I heard the shower squeal signaling that Noah was getting out of the shower, and I rushed into the shared bedroom, climbing into bed to fake sleeping. Noah didn’t need to hear me cry, and I went as stiff as a board when light spread across the room, along with steam from the hot water. He flicked the light off, and crawling into bed carefully trying his hardest to not shake the bed.

I kept my eyes closed, willing the tears away but they still came down tickling my skin almost painfully because I couldn’t brush them away. If Noah caught me crying, he would only yell at me again and at the moment as I relived vivid images of my family and of the life I would never have again, being yelled at was the last thing I needed. Noah settled into bed, and I couldn’t risk opening my eyes to see which way he was sleeping fearing he could be facing me. The darkness in the room would shield my tears from his eyes, but I knew my voice would be uneven.

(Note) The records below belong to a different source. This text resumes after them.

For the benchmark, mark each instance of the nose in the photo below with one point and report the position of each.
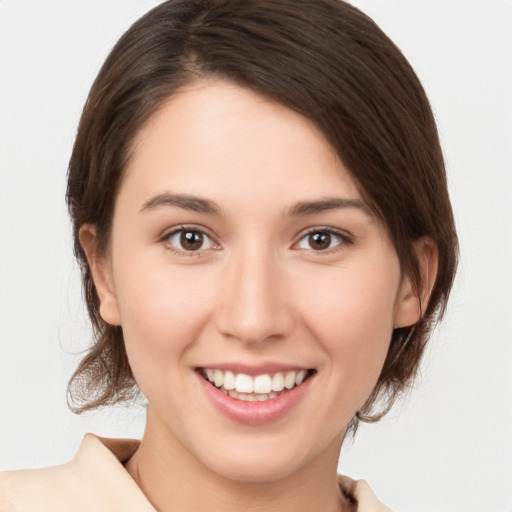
(253, 303)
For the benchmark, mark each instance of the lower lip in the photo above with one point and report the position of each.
(254, 413)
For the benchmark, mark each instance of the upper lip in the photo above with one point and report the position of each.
(255, 369)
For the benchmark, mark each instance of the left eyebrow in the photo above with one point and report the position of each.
(324, 205)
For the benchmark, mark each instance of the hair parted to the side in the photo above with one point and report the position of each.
(324, 59)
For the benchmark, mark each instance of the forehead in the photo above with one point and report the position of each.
(215, 137)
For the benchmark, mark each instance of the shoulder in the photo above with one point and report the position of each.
(94, 480)
(360, 495)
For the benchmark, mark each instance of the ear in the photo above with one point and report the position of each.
(101, 273)
(411, 301)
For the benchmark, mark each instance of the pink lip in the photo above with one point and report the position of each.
(255, 369)
(254, 413)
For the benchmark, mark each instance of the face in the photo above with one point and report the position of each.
(256, 292)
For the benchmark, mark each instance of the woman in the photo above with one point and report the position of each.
(266, 239)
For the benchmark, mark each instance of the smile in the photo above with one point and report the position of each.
(258, 388)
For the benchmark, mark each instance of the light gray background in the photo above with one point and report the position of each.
(447, 448)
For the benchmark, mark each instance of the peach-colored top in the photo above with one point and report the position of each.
(96, 480)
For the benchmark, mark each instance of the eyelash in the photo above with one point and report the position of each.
(188, 229)
(344, 240)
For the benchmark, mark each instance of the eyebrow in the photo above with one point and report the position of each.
(301, 209)
(324, 205)
(191, 203)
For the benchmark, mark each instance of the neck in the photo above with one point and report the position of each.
(174, 480)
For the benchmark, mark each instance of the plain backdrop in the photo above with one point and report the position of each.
(446, 448)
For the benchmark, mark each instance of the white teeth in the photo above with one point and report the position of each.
(278, 382)
(218, 378)
(244, 383)
(262, 384)
(289, 380)
(229, 380)
(300, 377)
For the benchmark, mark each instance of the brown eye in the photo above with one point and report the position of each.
(189, 240)
(321, 240)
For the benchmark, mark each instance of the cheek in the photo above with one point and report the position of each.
(162, 312)
(352, 318)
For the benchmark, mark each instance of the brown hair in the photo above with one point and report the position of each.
(324, 59)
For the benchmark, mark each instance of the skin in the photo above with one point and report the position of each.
(257, 291)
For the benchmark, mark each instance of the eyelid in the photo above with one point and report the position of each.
(347, 238)
(168, 233)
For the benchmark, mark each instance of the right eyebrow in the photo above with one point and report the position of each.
(185, 201)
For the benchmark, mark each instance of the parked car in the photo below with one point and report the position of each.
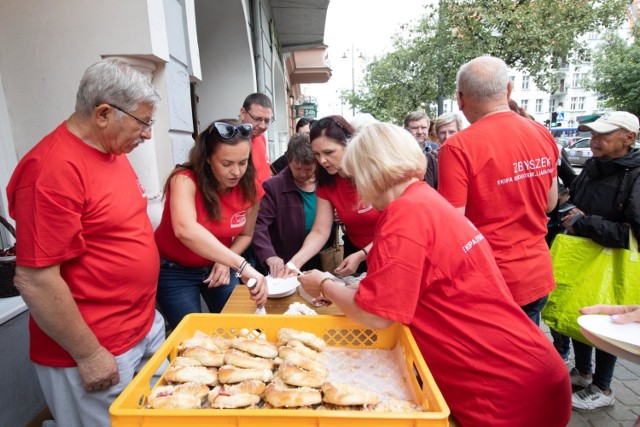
(566, 141)
(580, 152)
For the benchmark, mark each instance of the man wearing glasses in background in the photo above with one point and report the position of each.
(257, 110)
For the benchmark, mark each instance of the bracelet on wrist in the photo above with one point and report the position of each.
(322, 287)
(240, 269)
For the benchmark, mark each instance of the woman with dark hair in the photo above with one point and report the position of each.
(440, 278)
(209, 215)
(335, 192)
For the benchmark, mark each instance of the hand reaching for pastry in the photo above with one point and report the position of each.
(98, 371)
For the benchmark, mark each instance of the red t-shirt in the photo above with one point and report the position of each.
(501, 169)
(432, 270)
(87, 211)
(359, 220)
(260, 157)
(233, 217)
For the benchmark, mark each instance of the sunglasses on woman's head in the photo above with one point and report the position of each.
(325, 122)
(227, 131)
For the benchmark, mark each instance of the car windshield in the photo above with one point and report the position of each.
(583, 143)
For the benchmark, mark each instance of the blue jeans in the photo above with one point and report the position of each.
(180, 288)
(605, 364)
(533, 309)
(562, 343)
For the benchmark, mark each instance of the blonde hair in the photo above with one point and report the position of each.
(380, 156)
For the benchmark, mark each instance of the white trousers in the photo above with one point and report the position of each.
(73, 406)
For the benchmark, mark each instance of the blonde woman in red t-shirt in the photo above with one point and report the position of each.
(493, 366)
(209, 215)
(336, 192)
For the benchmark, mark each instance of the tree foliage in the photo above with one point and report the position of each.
(534, 36)
(616, 73)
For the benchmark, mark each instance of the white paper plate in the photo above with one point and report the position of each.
(280, 288)
(619, 340)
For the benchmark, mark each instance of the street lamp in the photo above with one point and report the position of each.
(353, 74)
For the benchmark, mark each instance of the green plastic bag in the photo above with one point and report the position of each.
(587, 273)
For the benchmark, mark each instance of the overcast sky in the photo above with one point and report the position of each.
(368, 26)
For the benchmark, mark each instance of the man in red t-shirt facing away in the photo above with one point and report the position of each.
(87, 263)
(257, 110)
(501, 174)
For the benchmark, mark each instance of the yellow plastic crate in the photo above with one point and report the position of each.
(337, 331)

Suddenly, something brushed my hair back and I tried my hardest not to flinch away from the unexpected touch. My mind raced as I tried to figure out what he might be doing, but then I felt his hand run through the hair he could access. I felt warm breath dance across my forehead and without warning Noah’s lip met my skin. I couldn’t stop myself from jumping out of my skin and open my eyes to stare at him. Noah looked just as surprised as I felt.